Yes, of course that makess sense regarding the minus sign. Oops. The reason why I specified that particular answer, ie ± √(x-6) is because that is what WolframAlpha gives as the result to the inverse of the original function. I can't think of how to arrive to that result.

7. Nov 17, 2013

462chevelle

8. Nov 17, 2013

Persimmon

It's confusing me, because that's the book answer and the wolfram answer! There must be some arithmetic trick.

9. Nov 17, 2013

LCKurtz

If you are confused, draw a graph of your original $f(x)$ and your $f^{-1}(x)$ on the same picture. If your inverse is the reflection of the original in the $45^\circ$ line, yours is correct. That's all there is to it.

10. Nov 17, 2013

462chevelle

11. Nov 17, 2013

LCKurtz

What's interesting about that?
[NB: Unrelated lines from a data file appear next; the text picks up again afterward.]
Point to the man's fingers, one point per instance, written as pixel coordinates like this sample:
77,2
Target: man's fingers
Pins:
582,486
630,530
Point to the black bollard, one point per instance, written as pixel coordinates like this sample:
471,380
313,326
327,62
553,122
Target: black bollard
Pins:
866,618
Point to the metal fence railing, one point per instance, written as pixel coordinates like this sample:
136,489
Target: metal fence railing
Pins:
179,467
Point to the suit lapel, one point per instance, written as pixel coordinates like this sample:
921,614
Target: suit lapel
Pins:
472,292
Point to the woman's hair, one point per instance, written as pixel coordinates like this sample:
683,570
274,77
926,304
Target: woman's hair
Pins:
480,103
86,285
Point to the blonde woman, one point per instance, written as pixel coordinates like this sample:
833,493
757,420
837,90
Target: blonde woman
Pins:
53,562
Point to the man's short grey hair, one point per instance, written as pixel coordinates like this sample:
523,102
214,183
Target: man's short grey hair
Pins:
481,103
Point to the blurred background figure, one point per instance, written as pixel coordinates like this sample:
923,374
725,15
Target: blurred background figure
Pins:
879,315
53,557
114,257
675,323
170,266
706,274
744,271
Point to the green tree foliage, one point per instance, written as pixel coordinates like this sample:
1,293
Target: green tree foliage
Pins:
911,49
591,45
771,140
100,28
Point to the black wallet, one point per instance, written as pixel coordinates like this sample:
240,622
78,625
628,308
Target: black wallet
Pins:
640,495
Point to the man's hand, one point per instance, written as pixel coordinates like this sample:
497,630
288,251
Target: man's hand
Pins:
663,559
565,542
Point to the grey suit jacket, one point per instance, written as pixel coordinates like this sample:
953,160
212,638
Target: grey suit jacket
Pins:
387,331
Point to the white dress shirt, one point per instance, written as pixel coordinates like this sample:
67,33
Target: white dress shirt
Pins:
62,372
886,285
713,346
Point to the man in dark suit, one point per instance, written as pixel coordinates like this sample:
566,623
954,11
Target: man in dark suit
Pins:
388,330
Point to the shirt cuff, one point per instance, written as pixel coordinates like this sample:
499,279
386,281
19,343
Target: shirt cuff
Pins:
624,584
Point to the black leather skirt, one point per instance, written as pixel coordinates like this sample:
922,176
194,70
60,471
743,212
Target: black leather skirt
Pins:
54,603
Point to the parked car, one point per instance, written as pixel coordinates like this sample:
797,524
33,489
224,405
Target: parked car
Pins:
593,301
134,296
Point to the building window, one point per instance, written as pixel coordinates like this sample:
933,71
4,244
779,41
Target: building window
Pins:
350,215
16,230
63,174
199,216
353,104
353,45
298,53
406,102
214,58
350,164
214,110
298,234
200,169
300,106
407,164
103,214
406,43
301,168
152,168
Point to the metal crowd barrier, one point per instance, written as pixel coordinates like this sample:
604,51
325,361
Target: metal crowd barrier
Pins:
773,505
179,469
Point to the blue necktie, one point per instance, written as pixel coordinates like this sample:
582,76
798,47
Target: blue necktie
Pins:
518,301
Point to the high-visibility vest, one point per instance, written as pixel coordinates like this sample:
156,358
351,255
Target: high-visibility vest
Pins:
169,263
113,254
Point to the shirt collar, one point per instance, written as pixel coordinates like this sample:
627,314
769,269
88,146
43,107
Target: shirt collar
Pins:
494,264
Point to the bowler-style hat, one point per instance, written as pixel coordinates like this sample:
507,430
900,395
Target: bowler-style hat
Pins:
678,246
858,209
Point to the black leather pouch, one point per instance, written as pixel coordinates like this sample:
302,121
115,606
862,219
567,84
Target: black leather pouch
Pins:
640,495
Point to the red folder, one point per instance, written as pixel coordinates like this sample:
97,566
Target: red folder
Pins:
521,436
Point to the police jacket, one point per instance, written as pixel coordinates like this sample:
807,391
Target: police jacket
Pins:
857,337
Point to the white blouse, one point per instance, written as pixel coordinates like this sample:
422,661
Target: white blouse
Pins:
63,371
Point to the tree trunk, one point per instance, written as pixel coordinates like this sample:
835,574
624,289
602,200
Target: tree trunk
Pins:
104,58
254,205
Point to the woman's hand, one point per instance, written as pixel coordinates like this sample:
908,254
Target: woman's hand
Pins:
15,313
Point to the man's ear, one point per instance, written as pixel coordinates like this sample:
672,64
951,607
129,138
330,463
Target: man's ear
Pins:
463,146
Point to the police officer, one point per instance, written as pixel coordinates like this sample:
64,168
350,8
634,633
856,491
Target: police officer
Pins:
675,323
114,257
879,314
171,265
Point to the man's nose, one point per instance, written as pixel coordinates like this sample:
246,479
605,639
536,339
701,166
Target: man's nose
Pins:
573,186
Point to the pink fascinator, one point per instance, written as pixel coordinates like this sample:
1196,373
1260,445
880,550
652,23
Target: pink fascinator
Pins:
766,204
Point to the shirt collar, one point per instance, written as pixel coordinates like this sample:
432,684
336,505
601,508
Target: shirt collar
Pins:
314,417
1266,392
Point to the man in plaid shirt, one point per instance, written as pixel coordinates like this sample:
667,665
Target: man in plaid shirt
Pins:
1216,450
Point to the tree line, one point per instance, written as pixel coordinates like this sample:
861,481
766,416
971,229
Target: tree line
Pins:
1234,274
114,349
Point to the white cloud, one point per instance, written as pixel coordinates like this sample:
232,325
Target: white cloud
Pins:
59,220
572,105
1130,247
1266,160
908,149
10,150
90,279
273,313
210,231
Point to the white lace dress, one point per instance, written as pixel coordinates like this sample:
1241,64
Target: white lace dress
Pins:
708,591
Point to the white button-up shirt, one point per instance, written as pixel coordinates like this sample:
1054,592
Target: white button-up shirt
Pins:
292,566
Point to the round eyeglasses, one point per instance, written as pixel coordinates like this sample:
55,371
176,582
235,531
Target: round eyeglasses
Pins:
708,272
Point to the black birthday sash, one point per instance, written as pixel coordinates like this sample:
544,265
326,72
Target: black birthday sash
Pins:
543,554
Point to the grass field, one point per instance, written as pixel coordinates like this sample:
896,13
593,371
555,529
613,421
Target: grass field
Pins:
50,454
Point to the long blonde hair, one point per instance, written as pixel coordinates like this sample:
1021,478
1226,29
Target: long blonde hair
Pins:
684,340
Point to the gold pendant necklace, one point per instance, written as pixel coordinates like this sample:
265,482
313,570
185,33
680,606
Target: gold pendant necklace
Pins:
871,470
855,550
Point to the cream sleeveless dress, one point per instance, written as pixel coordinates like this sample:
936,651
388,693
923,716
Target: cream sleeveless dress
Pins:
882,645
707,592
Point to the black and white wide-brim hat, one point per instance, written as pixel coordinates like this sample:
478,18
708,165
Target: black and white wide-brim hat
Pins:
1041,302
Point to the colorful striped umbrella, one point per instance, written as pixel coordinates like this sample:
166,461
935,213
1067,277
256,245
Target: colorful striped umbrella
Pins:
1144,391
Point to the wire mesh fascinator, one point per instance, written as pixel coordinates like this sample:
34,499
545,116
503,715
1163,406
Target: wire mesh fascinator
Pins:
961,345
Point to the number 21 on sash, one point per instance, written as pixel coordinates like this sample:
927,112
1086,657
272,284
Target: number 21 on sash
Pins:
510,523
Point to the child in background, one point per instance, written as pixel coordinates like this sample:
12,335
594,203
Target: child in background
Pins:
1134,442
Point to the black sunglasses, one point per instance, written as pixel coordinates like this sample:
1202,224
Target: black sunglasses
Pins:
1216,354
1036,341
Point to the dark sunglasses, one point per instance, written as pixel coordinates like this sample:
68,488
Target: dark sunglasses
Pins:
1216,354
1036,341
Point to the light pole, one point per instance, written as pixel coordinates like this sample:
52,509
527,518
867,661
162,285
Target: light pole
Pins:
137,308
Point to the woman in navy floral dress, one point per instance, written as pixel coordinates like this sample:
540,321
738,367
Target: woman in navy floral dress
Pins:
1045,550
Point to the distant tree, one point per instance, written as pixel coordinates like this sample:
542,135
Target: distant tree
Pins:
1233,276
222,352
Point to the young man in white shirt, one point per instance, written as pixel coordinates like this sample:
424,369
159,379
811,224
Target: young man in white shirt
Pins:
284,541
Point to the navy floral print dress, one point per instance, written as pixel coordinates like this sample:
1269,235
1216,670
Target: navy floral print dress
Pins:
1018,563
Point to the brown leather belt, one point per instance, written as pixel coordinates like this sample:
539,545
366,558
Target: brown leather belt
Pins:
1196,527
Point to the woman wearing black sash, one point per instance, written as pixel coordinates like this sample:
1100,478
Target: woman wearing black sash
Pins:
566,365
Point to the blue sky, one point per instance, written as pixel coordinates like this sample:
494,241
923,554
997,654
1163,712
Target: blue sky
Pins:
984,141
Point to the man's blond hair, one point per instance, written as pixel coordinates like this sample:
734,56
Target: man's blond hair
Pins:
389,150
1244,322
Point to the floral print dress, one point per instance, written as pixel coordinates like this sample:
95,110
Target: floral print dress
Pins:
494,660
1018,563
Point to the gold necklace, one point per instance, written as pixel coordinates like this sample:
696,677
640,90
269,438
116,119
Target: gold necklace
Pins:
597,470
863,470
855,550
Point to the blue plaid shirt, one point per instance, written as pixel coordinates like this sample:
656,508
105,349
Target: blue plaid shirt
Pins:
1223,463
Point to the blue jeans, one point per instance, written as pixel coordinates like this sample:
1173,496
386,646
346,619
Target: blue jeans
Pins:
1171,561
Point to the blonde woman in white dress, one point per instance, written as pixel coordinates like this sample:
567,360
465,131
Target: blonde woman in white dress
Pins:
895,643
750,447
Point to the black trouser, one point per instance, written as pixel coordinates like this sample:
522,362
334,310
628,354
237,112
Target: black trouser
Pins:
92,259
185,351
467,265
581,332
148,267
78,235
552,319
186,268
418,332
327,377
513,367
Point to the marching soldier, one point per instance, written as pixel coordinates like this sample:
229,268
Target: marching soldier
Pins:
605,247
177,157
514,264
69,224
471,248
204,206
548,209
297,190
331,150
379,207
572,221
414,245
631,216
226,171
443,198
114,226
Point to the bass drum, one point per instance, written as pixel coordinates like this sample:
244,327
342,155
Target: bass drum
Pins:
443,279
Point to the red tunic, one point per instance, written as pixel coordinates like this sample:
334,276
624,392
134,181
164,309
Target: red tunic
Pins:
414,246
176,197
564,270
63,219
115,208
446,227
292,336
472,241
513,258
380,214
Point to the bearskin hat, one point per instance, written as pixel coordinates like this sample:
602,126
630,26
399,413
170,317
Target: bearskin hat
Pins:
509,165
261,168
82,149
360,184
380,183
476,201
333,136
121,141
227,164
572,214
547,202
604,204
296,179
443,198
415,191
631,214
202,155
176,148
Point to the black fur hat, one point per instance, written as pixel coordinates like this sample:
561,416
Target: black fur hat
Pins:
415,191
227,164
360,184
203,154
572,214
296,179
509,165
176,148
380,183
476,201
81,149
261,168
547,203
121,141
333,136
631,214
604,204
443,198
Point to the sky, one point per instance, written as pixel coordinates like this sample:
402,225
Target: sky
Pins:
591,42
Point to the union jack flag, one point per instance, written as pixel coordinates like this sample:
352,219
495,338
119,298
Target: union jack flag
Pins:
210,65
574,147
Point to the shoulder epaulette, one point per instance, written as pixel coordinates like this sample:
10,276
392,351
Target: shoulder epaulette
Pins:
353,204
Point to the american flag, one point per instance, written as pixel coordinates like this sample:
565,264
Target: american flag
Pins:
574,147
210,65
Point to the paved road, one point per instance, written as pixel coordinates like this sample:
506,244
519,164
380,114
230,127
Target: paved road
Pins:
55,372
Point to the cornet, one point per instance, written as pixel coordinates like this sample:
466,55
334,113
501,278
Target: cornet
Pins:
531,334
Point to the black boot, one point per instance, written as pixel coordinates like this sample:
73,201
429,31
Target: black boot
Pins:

Neither is a complete and correct picture of what I suggested in post #9. Can't you just do it by hand picking a few nice numbers?

12. Nov 17, 2013

462chevelle

I guess if youre just plugging numbers in for y and solving for x with both -(6-x)^1/2 and (x-6)^1/2
you get the same x value.
nevermind that. I keep leaving out stupid details.
why are wolfram and the book both wrong? is there something else to consider?

Last edited: Nov 17, 2013
13. Nov 17, 2013

LCKurtz

They are wrong because they are wrong, what else is there to say. In post #2 you described the graph of $f(x)$. In post #5 I showed you a sign correction so you have $f^{-1}(x)$. As I said on post #9, graph them both on the same graph. Do it by hand if you can't make Wolfram behave with two piece functions.